6. Il ressort des pièces du dossier que le projet en cause, qui fait partie d’une opération plus large ayant donné lieu à un permis d’aménager devenu définitif le 9 février 2018, est situé dans une zone où l’habitat est très majoritairement pavillonnaire, alors que le projet, qui prévoit la création, sur un terrain, qui n’était initialement pas bâti, d’une surface de plancher de 4 346 m2, sur un terrain de 9 742 m2, comporte un premier bâtiment concernant un établissement d’hébergement pour personnes âgées dépendantes (EHPAD) de 58 chambres, en R+2 et un second bâtiment concernant une résidence pour séniors de 15 logements, en R+1. Toutefois, il ressort du document intitulé  » carte zonage habitat  » et de la carte figurant dans le dossier de demande de permis de construire dans la notice, sous la rubrique  » contexte urbain et paysager du site  » que le projet est inclus dans un quartier où sont également situés, au nord, à l’ouest et au sud, trois immeubles de logements collectifs aux dimensions comparables. Ainsi, eu égard aux caractéristiques du quartier urbain dans lequel il s’implante, le projet n’entraîne pas une densification significative de la zone. Dès lors, la seule réalisation du projet dans ce quartier urbain est une simple opération de construction qui ne constitue pas une extension de l’urbanisation au sens de l’article L. 121-13 du code de l’urbanisme lequel n’a, par conséquent, pas été méconnu. » (CAA Nantes, 3 juillet 2020, SCI Les Près Biard, n° 19NT03319, confirmé par CE 13 déc. 2021 n° 443815).

Plus généralement, le juge administratif considère que ne constituent pas une extension de l’urbanisation :

  • La réalisation, sur quatre parcelles réunies, d’une superficie totale inférieure à 4 000 m2 située dans la partie urbanisée de la commune, d’un immeuble collectif de 3 à 5 étages, comportant 41 logements, construit par décrochages successifs à l’arrière d’une villa de caractère réhabilitée et entouré de deux immeubles de 7 étages (CE, 7 févr. 2005, Sté Soleil d’Or) ;
  • La construction de trois immeubles de 8, 7 et 2 étages regroupant 76 appartements et créant une SHON de 6 208 m2, dès lors que le terrain d’assiette du projet, situé au cœur de l’agglomération, est entouré par des immeubles de 7 et 10 étages (CAA Nantes, 29 nov. 2005, n° 04NT01210, D’Humière c/ Cne La Baule) ;
  • La construction de 4 bâtiments collectifs d’une hauteur limitée à 2 niveaux, dès lors qu’ils respectent la densité et la volumétrie d’un quartier pavillonnaire (CAA Nantes, 9 janv. 2017, n° 15NT01787, Assoc.
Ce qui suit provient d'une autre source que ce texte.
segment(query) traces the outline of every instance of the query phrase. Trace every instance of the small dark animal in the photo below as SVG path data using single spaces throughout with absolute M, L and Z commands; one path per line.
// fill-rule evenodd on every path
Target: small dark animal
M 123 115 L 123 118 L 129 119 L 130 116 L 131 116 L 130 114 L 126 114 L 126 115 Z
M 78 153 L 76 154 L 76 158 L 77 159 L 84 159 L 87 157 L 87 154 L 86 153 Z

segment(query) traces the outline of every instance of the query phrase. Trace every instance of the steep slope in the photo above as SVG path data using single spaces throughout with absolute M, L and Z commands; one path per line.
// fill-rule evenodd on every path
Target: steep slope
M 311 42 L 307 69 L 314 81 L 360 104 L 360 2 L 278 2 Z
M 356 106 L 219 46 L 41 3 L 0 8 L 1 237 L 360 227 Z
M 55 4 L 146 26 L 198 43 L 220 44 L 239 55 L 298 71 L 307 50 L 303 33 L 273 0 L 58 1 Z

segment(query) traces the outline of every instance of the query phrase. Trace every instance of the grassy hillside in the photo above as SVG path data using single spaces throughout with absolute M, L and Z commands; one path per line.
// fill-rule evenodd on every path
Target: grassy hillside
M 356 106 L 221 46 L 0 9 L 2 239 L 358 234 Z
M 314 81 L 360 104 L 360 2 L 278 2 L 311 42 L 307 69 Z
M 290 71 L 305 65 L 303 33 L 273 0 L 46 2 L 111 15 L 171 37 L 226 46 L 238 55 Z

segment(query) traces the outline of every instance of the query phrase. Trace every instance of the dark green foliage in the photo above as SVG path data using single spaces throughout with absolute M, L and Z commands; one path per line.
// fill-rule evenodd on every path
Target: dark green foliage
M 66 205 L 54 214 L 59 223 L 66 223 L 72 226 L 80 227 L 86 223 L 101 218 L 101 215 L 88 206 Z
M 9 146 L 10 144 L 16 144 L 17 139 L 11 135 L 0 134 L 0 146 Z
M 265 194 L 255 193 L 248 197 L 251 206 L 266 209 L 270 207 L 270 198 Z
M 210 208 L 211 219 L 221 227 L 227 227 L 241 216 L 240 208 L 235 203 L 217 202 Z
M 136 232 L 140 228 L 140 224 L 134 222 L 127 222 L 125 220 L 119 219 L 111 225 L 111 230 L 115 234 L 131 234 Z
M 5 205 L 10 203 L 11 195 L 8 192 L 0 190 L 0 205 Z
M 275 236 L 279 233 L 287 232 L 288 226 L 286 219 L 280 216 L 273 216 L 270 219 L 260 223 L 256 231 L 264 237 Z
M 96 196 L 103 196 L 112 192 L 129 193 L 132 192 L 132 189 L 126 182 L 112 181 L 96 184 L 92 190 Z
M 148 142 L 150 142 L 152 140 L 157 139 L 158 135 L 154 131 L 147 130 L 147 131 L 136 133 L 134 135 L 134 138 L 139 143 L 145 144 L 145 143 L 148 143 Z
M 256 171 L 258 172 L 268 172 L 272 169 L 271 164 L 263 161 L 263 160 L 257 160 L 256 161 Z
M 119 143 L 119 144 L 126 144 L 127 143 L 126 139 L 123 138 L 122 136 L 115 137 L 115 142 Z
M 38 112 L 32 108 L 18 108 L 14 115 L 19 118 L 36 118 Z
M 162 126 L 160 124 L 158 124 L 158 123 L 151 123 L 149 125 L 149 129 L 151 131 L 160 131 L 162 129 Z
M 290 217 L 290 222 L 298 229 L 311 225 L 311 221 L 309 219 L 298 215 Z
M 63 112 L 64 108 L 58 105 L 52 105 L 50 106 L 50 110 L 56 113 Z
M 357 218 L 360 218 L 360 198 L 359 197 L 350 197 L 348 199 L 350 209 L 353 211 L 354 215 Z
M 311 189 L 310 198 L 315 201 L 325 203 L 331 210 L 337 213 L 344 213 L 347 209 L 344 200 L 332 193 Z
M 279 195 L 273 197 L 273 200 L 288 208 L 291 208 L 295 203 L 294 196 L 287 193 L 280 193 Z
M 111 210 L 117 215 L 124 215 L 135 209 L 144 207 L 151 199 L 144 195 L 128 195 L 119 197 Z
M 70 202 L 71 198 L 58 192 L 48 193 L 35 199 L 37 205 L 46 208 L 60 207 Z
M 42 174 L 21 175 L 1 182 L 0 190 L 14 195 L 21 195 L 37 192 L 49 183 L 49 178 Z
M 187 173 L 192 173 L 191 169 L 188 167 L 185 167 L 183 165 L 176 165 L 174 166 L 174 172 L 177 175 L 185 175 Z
Le clos de la Mare) ;

En application de ce qui précède, la circulaire du 14 mars 2006, aujourd’hui abrogée, indiquait qu’« En règle générale, le fait d’édifier une ou plusieurs constructions à l’intérieur d’une ville, d’un village ou d’un hameau ne constitue pas une extension d’urbanisation. Cela correspond à l’évolution normale d’une ville ou d’une commune rurale » (Circ. 14 mars 2006). 

La cour administrative d’appel de Bordeaux a pu retenir une analyse identique en jugeant que la réalisation de six constructions qui s’insèrent dans le bâti environnant et qui n’augmentent pas sensiblement la densification des constructions n’est pas une extension de l’urbanisation au sens de l’article L. 121-8 (CAA Bordeaux, 25 juin 2015, n° 13BX02223).

Enfin, dans un arrêt rendu le 3 avril 2015 (CAA Marseille, 3 avr. 2015, Assoc. défense Bormes et Lavandou, n° 13MA01607), la cour administrative d’appel de MARSEILLE a considéré que ne constitue pas une extension de l’urbanisation le projet visant les parcelles représentées sur le plan suivant, et portant sur la réalisation d’un programme de 4 bâtiments de deux niveaux, avec création de 20 logements et aménagement d’emplacements de stationnement et de garages attenants :

Si l’appréciation portée conduit à considérer le projet comme constitutif d’une extension de l’urbanisation, celui-ci ne pourra être autorisé que si l’extension en cause présente un caractère limité et s’avère, de surcroit, justifiée et motivée par le plan local d’urbanisme (ou, le cas échéant, si l’urbanisation est conforme aux dispositions d’un schéma de cohérence territoriale).